Disaster Recovery Horror Stories

disaster recovery stories

When we hear about a data loss and no existing backup, most of us assume a careless consumer. Surely that couldn’t happen to a business, could it?

It could, and it does.

Oh, the Horror

These cautionary tales are true, and names have been changed to… you know the drill.

The Problem: Only Back Up Files

This business faithfully backed up its files but not anything else: system configuration, applications, OS’s, patches, and more were all left to chance. In addition, critical applications shared the same high performance server with no redundancy.

One day the disk system failed so spectacularly that not even disk recovery was possible. The file backups existed but the company’s VAR had to rebuild a new array from the OS up, install and patch all applications, and only then restore the data.  Downtime lasted two weeks even with the existing backup, and the VAR’s bill was well over $20,000.

The moral of the story: Remember that restore is all about the application, not just the data. Put bare metal recovery procedures in place and/or store VM images to a remote data center or the cloud.

When People are the Problem

A university owned a tape library. IT swapped out 2 dozen tapes every Monday and stored the backup tapes in an off-site vault. One employee was responsible for the process, and he and another employee were to validate backup on a monthly and quarterly basis.

One day the email servers failed and rest of the IT staff came in to fix the problem. They set up and booted new servers, then retrieved the latest tape set from the vault. They began the restore — only to find that the latest set of messages was 10 months old. As it turns out, the employee in charge of weekly swapping swapped out 25 tapes all right – but he and his partner never bothered to validate backup. The backup server had simply stopped working 10 months ago and no one ever knew. Fortunately the IT team managed to migrate current email data from the failed servers’ hard drives and saved the day. The erring employees were not so fortunate.

The moral of the story: Validate, validate, validate – and validate the people doing the validation.
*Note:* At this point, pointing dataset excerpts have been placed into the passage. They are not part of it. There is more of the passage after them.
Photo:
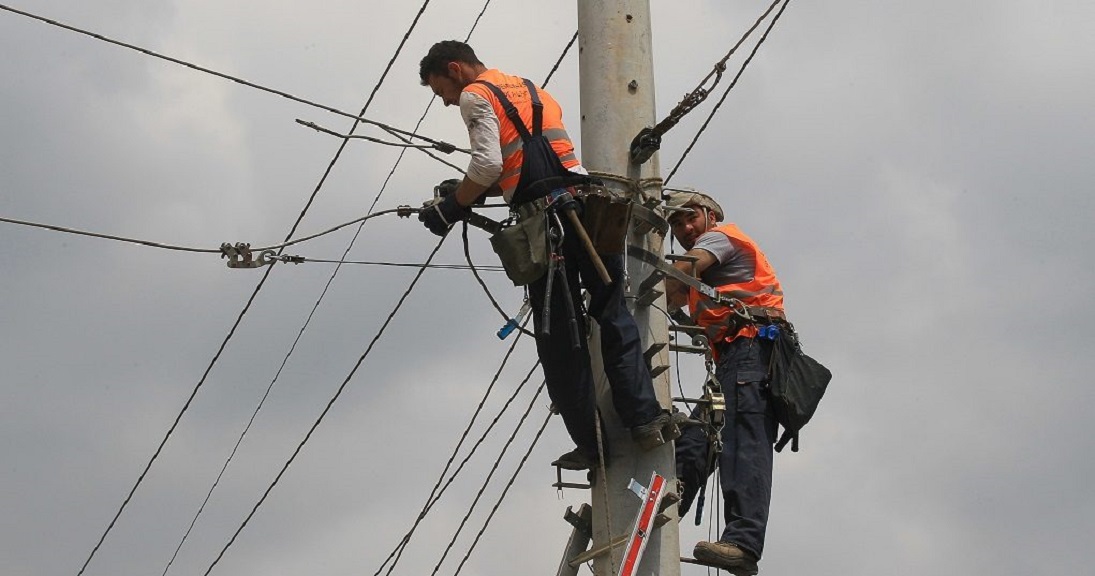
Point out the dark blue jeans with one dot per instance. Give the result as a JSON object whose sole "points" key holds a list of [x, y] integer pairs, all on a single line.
{"points": [[745, 463], [567, 370]]}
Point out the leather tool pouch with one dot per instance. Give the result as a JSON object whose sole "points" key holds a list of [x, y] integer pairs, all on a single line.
{"points": [[522, 249], [606, 219]]}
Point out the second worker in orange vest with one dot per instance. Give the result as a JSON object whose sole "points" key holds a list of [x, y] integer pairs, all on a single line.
{"points": [[730, 262], [518, 145]]}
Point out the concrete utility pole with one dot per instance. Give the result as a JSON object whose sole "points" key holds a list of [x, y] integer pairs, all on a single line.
{"points": [[617, 76]]}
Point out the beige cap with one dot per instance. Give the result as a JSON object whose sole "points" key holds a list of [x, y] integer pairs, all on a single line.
{"points": [[678, 198]]}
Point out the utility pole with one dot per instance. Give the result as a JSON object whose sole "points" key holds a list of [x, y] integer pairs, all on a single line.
{"points": [[617, 78]]}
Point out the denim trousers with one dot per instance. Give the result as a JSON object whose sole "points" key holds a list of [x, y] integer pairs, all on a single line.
{"points": [[745, 462], [565, 359]]}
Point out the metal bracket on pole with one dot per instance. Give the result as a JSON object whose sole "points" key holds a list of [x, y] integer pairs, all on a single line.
{"points": [[560, 484], [583, 522], [240, 256]]}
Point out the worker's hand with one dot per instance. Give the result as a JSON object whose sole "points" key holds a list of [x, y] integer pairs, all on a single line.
{"points": [[439, 215]]}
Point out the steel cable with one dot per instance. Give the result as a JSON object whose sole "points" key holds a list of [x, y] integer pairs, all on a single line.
{"points": [[326, 409], [438, 144]]}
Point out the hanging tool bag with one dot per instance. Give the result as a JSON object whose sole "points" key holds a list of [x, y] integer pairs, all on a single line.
{"points": [[522, 249], [797, 383]]}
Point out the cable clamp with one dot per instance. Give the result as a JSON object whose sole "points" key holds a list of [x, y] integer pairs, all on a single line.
{"points": [[240, 256]]}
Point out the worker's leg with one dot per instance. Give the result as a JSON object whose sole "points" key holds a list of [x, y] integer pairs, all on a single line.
{"points": [[566, 371], [746, 462], [621, 344]]}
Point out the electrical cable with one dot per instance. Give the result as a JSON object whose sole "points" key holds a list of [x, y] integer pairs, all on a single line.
{"points": [[323, 414], [300, 217], [398, 552], [349, 246], [560, 60], [505, 491], [402, 210], [694, 98], [490, 475], [439, 145], [302, 260], [727, 91]]}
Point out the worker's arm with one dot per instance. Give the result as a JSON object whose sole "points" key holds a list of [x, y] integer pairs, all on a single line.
{"points": [[676, 290], [484, 136]]}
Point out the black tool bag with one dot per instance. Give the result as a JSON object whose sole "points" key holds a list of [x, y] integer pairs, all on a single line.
{"points": [[797, 383]]}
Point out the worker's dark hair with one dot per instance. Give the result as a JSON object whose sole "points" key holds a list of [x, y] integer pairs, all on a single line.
{"points": [[437, 60]]}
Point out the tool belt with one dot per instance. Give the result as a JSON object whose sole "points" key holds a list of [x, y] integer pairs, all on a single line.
{"points": [[523, 248]]}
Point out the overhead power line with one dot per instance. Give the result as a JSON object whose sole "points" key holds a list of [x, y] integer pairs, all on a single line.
{"points": [[315, 192], [338, 267], [331, 403], [486, 481], [727, 91], [403, 211], [438, 145], [254, 294]]}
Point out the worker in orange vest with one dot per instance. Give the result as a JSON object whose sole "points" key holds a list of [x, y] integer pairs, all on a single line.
{"points": [[521, 151], [730, 262]]}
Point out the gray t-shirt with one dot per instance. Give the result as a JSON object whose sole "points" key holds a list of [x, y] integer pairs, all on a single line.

The Problem: RAID Instead of Backup

A photography studio stored TBs of digital content. They protected their content with RAID 0 and believed that they did not need to backup their files. Then a drive failed. Normally the failure of a single drive would not have doomed the array – except that the owner mistakenly pulled out the good drive to replace it, not the failed one. The data was lost, and without a backup the company had to use a data recovery service to the tune of $25,000.

The moral of the story: RAID is an excellent redundancy measure but does not replace backup.

Where Laptops go to Die

Laptop owners are notorious for not backing up data stored on their hard drives. Even when the user brings a laptop into the office, there is no guarantee that something will not happen. In one case, a floor in an office building caught fire. Firefighters quickly doused the flames but the sprinkler system had already done its work. Every exposed laptop was destroyed from fire or water. A few users had backed up their laptops regularly; most did not.

The moral of the story: Invest in network software that automatically backs up connected devices, and configure automated cloud backup for all of the other times.

Ultimately three things are absolutely vital to assuring disaster recovery:

  1. Backup without fail. You might backup to tape, disk or the cloud; or replicate to a metro site or a site across the country. However you do it, do it — including mobile devices like laptops.
  2. Validate the backup. Never assume that a backup is working. Choose backup software that polices itself with native validation. On top of that, validate the validation: test to make sure that the backup has occurred and that it is accurate.
  3. Test your disaster recovery plans. At least quarterly, run a DR test to make certain that you can restore not only data but servers and applications as well. And judge the time it will take you. If you can realistically restore to your service level requirements, then great. If not, fine tune your data protection infrastructure until you can.

Remember this adage: No matter how much money you spend on disaster recovery, it will never cost as much money as a catastrophic loss. Words to live by.